A habit is different from a ritual because it is mindless. Once established, it occurs without thought. That’s the point. The action occurs without conscious intention or attention. Habits are about getting things done along a line of least resistance.
A ritual is different from a habit because it is mindful. It isn’t about an outcome or getting things done. It’s an invitation for life to relate to life in the here and now.
Where a habit always takes us somewhere else, a ritual cannot happen anywhere except here.
Rituals are performed by individuals, with loved ones, in families, social groups, and communities.
When attention turns toward.
Repetition and Recollection
Repetition isn’t sameness.
To repeat is to return. Coming back without getting stuck on what was.
Repetition knows this moment will never happen again.
It’s aware that to recall the joy we experienced isn’t the same as the joy OF the experience.
It’s the whirlpool through which the water flows.
We sometimes live as if trying to catch the water downstream and force it back into the whirlpool where it once flowed.
We focus on what was but no longer is and don’t notice the freshwater flowing through the whirlpool today.
Repetition is a permanent lingering in the present – it enters the space where the past occurred but doesn’t attempt to repeat what was. It is repeating what IS.
The ritual cannot happen anywhere BUT now.
What “is” will become what “was”.
Novelty and Newness
Ritual is different from routine.
Newness and excitement become routine. The pursuit of novelty, difference and experience. They are chasing, searching, longing for the thing that will satisfy the unscratchable itch.
We might think of a sunset as a novelty. It’s an event, which when complete, cannot be repeated.
The novelty routine drives us to believe we can possess the sunset and repeat the experience.
Ritual is the path from which the sunset is witnessed.
The path CAN be repeated. It can be followed again. It will bring myriad new ways to encounter and enjoy the world. You do not grow tired of the path.
We can prepare ourselves for what might be when we repeat the path.
Without ritual, we are forever checking the inbox and chasing the sunset. Waiting for a new distraction and promise to take us away from here.
Festivals as Events
The erosion of public space in the physical world and our collective consciousness coincides with turning festivals into events.
We might think of events as characterised by performance and consumption. To be entertained and fed.
Festival is community, contribution, and collaboration. Like rituals, a pathway opens the door to possibility without prescribing the contrived outcome everyone needs to take away with them.
We are involved in “festival”. Not as consumers or stakeholders. But as equals. We are all dancers, musicians, writers. We are painting the world with our presence in it, moving with the path in the here and now and flowing through the moment, expectant and uncertain.

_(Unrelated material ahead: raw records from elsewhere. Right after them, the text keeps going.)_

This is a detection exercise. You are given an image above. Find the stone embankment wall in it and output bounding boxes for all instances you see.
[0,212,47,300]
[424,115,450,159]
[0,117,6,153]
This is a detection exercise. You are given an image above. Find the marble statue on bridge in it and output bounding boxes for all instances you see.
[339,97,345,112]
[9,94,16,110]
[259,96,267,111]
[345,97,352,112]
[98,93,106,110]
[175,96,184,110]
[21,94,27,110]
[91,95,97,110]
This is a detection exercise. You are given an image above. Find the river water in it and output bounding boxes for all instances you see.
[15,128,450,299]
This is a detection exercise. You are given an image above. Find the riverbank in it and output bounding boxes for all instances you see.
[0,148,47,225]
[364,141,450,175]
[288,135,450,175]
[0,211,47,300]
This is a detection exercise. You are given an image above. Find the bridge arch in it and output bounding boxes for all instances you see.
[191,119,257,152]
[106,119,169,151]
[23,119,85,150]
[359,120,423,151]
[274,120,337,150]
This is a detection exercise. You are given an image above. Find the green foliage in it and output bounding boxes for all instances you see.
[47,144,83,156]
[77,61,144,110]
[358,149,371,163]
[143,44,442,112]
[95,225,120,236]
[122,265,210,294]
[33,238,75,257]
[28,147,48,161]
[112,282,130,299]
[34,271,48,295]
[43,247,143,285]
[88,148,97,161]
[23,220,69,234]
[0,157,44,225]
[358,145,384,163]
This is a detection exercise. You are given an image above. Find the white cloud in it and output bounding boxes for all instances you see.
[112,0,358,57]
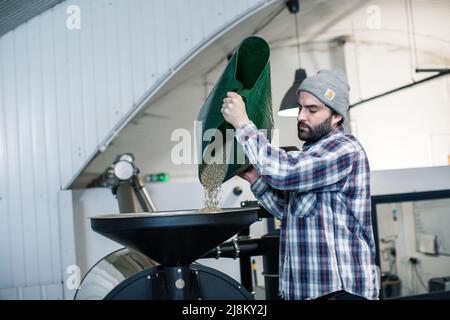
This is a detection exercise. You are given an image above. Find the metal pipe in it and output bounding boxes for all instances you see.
[132,175,156,212]
[116,184,139,213]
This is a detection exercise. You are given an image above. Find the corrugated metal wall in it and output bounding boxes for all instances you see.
[0,0,275,298]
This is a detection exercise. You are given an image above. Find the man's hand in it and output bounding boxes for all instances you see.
[238,166,259,184]
[220,92,250,129]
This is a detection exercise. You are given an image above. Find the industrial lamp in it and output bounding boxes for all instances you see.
[278,0,306,117]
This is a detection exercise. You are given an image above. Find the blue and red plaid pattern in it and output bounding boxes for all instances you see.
[236,122,379,300]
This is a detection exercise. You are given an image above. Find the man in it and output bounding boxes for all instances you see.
[222,69,379,300]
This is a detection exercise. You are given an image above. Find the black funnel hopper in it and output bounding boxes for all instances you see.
[91,207,259,267]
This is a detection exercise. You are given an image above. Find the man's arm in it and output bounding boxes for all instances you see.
[236,122,357,192]
[239,166,286,219]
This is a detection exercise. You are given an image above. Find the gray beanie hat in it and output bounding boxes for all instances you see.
[297,69,350,119]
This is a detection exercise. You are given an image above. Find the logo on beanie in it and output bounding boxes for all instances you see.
[324,88,336,101]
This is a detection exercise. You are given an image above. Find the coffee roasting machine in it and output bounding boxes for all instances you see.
[75,154,279,300]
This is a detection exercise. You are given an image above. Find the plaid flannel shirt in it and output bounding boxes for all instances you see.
[236,122,379,300]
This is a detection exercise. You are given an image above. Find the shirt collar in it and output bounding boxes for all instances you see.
[302,125,345,151]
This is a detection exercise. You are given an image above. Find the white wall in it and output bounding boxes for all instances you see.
[345,0,450,170]
[0,0,276,298]
[377,202,450,295]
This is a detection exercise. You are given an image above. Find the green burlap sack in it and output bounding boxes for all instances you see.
[197,37,273,185]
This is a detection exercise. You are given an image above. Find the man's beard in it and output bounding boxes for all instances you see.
[297,115,333,142]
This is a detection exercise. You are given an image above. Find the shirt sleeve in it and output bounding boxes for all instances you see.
[236,121,355,192]
[250,177,286,219]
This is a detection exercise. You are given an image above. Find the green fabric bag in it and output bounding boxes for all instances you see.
[197,36,273,185]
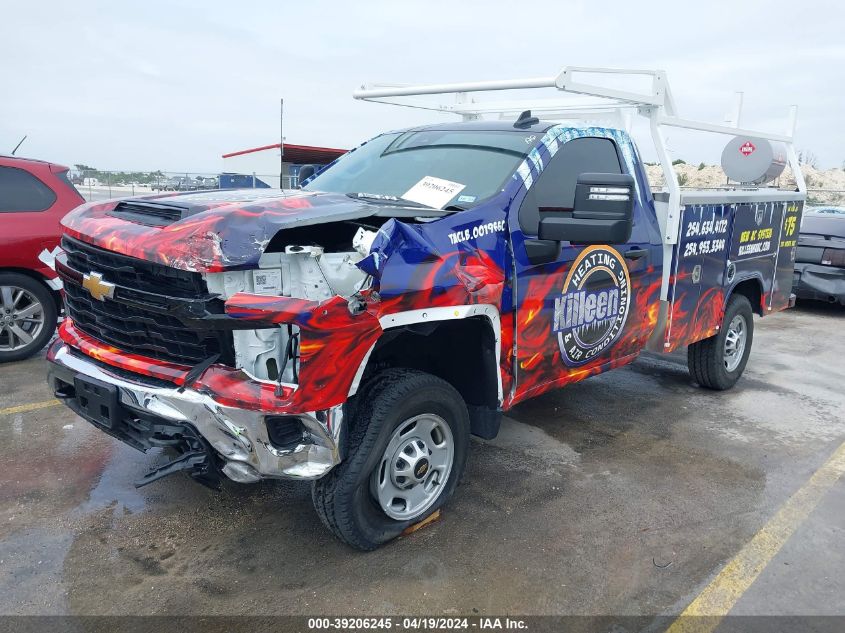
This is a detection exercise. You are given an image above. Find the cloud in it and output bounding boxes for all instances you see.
[0,0,845,171]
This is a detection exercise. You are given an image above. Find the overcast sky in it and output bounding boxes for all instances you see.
[0,0,845,171]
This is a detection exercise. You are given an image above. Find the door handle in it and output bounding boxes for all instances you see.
[625,248,648,259]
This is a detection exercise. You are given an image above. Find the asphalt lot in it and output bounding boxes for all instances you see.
[0,306,845,615]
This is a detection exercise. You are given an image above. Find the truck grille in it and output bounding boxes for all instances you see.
[62,237,234,366]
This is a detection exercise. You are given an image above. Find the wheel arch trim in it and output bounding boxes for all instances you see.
[349,303,504,405]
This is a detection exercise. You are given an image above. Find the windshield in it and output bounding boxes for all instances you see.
[303,130,534,208]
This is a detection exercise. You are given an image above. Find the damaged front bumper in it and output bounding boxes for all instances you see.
[47,340,344,483]
[792,262,845,305]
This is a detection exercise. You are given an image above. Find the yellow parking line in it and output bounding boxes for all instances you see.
[0,400,61,415]
[667,442,845,633]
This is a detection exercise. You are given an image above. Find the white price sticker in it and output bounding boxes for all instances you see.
[402,176,466,209]
[252,270,282,295]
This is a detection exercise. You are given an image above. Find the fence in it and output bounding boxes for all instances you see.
[68,170,298,202]
[69,166,845,206]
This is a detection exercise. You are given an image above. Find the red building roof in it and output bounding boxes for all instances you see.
[223,143,348,165]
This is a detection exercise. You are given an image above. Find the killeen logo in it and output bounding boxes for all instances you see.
[552,246,631,367]
[739,141,757,156]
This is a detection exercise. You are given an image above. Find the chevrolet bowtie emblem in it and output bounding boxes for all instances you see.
[82,273,114,301]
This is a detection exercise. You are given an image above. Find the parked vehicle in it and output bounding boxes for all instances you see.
[793,207,845,305]
[48,69,804,549]
[0,156,85,362]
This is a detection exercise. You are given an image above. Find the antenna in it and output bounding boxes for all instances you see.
[12,134,27,156]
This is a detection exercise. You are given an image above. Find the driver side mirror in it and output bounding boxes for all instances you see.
[538,173,635,244]
[296,165,317,187]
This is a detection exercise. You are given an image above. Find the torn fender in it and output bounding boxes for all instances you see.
[226,292,382,411]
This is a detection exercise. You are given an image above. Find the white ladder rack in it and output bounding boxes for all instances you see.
[352,66,806,244]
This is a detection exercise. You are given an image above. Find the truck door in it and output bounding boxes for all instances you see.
[509,137,661,403]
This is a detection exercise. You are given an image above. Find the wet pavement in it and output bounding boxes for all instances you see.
[0,306,845,615]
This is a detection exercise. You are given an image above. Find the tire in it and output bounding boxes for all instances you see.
[687,295,754,391]
[311,369,470,551]
[0,272,58,363]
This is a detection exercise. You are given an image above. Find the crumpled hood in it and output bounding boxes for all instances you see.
[62,189,443,272]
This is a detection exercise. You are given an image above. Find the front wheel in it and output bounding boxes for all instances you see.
[0,273,57,363]
[687,295,754,391]
[312,369,469,550]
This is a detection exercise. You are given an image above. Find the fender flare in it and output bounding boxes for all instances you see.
[348,303,504,406]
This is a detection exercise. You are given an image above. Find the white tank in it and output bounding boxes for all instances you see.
[722,136,786,185]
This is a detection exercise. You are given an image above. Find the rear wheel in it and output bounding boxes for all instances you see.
[0,273,57,363]
[687,295,754,391]
[312,369,469,550]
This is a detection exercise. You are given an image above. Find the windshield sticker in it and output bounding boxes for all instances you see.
[402,176,466,209]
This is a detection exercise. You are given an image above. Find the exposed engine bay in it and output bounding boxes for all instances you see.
[205,222,377,384]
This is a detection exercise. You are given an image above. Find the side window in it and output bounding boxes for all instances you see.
[519,137,622,235]
[0,167,56,213]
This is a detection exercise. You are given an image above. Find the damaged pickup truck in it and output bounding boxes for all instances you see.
[48,69,803,549]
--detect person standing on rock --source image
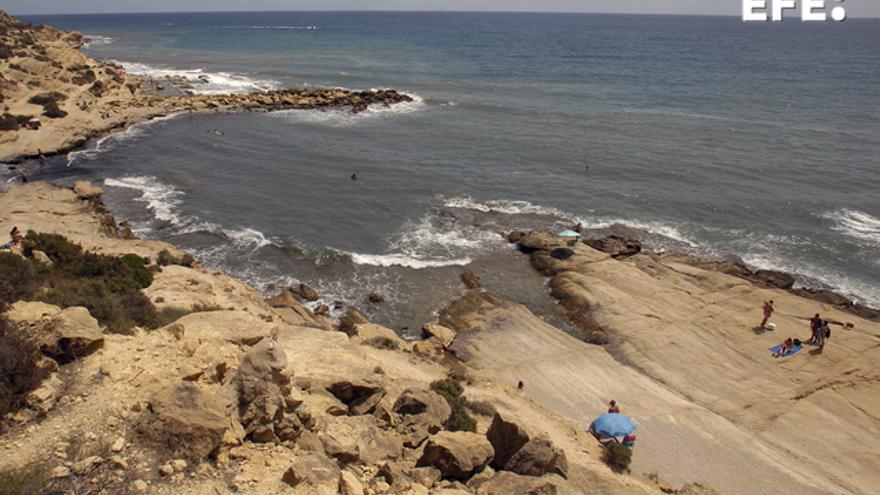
[761,299,776,328]
[608,400,620,414]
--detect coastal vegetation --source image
[0,231,160,333]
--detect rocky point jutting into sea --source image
[0,9,880,495]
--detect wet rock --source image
[584,235,642,258]
[72,180,104,200]
[461,272,483,289]
[288,284,321,301]
[752,270,794,289]
[327,380,385,416]
[516,230,559,254]
[416,431,495,480]
[422,323,455,347]
[339,308,369,336]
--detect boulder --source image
[351,323,406,349]
[236,339,311,443]
[288,284,321,301]
[72,180,104,199]
[393,388,452,434]
[461,272,482,289]
[752,270,795,289]
[318,415,403,464]
[137,383,234,462]
[39,307,104,363]
[31,249,55,268]
[281,451,341,495]
[416,431,495,480]
[584,235,642,258]
[339,308,370,335]
[486,413,530,469]
[422,323,455,347]
[476,471,560,495]
[327,380,385,416]
[516,230,559,254]
[505,437,568,478]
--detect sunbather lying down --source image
[770,337,804,358]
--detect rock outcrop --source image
[417,431,495,480]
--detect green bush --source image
[0,253,41,307]
[431,379,477,432]
[13,231,159,333]
[602,442,632,472]
[120,254,153,289]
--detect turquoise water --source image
[15,13,880,321]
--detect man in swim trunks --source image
[761,299,776,328]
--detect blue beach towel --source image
[770,344,804,357]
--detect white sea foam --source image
[104,176,184,225]
[67,113,182,167]
[346,253,471,269]
[110,60,278,95]
[104,176,272,250]
[83,34,113,48]
[823,208,880,246]
[268,93,428,127]
[443,196,572,218]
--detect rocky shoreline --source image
[0,182,714,495]
[0,11,413,164]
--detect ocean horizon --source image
[8,11,880,328]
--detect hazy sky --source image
[0,0,880,17]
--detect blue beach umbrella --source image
[591,413,638,437]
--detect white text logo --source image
[743,0,846,22]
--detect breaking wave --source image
[83,34,113,48]
[268,93,428,127]
[109,60,279,95]
[67,113,183,167]
[823,208,880,246]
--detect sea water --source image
[13,12,880,328]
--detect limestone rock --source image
[236,339,310,443]
[517,230,559,254]
[422,323,455,347]
[40,306,104,363]
[327,380,385,416]
[352,323,406,348]
[505,437,568,478]
[461,272,482,289]
[31,249,55,268]
[476,471,560,495]
[584,235,642,258]
[281,452,340,494]
[73,180,104,199]
[318,415,403,464]
[416,431,495,480]
[288,284,321,301]
[138,383,233,462]
[486,413,530,469]
[393,389,452,434]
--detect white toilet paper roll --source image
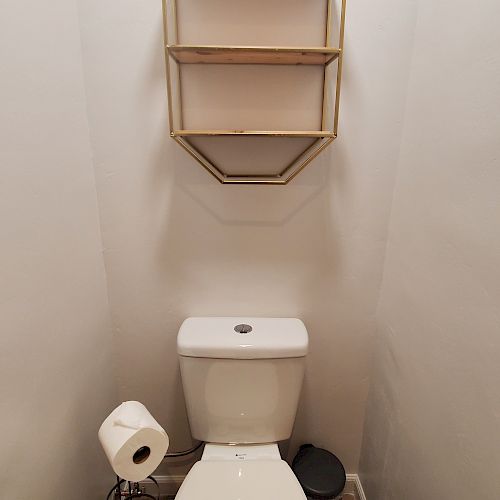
[99,401,169,481]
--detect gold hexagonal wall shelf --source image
[162,0,346,185]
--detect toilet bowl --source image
[175,444,306,500]
[176,317,308,500]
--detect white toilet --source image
[176,318,308,500]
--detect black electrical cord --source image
[163,441,205,458]
[106,476,125,500]
[124,493,156,500]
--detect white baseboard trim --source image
[346,474,366,500]
[146,474,366,500]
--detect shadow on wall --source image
[100,6,371,474]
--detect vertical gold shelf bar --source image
[172,0,184,129]
[333,0,346,136]
[162,0,174,137]
[285,137,335,184]
[321,0,332,130]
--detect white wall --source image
[0,0,116,500]
[75,0,415,472]
[361,0,500,500]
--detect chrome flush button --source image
[234,323,252,334]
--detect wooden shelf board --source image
[172,129,335,137]
[166,45,340,66]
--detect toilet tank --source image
[177,318,308,443]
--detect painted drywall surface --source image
[79,0,415,472]
[0,0,115,500]
[361,0,500,500]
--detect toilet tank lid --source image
[177,317,308,359]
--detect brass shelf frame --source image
[162,0,347,185]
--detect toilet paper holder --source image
[106,476,160,500]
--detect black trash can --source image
[292,444,346,500]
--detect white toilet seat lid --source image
[175,460,306,500]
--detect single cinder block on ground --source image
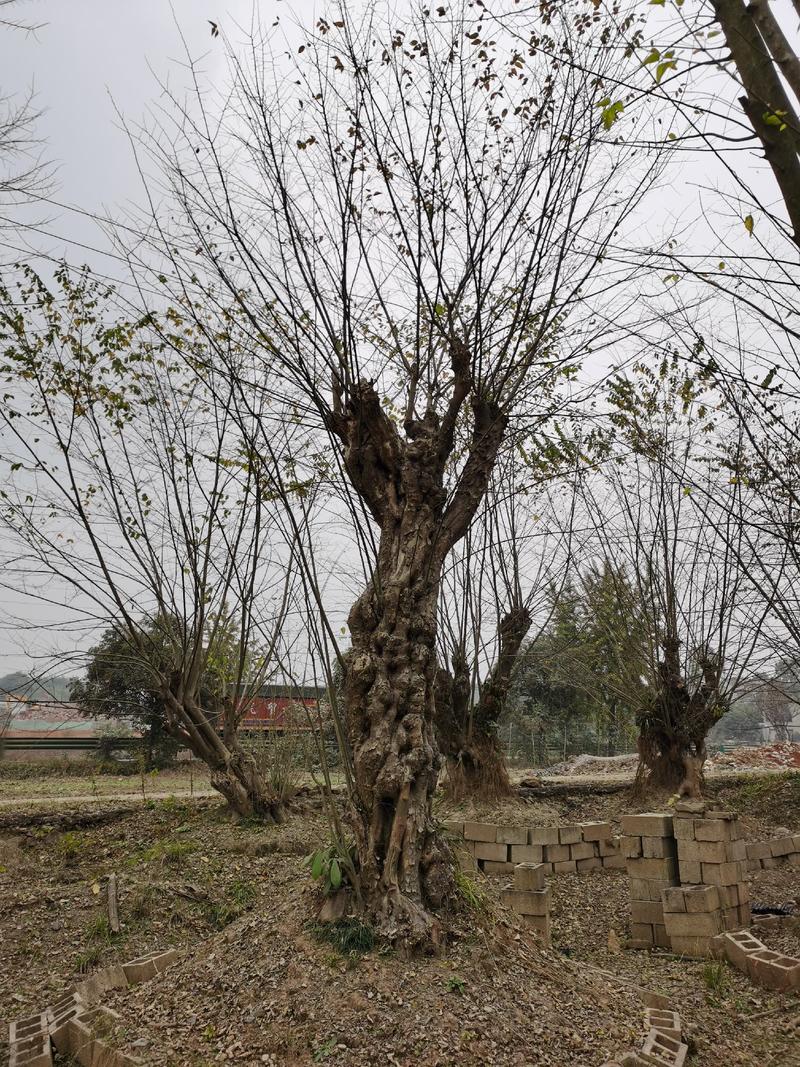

Repeating the folded page. Excessive. Wasteful. Unproductive. Beautiful.
The Disappearance of Ritual and Rest
Creative repetition is not the same as productive repetition.
Your inner artist is not a content creator on the production line.
She is a conduit beyond time. Dancing with her medium to express some truth, she glimpses as it glances back at her. She doesn’t seek to possess the truth and isn’t determined to discover the secret or meaning where there is none. She dances with the mystery and moves to the rhythm of her restful core.
Space. Silence. Stillness.
Rest comes from stillness. Silence. Letting go of the compulsion to perform, communicate, and consume allows life to grow from the inside out.
Like rest is not transactional or linear.
Rituals in rest rebel against the urge to produce. They help us waste time in the most beautiful ways.
Rest connects the past with the present, and the future folds back to this moment when it feels like no time has passed.
Not because time is slipping away from us but because it means nothing.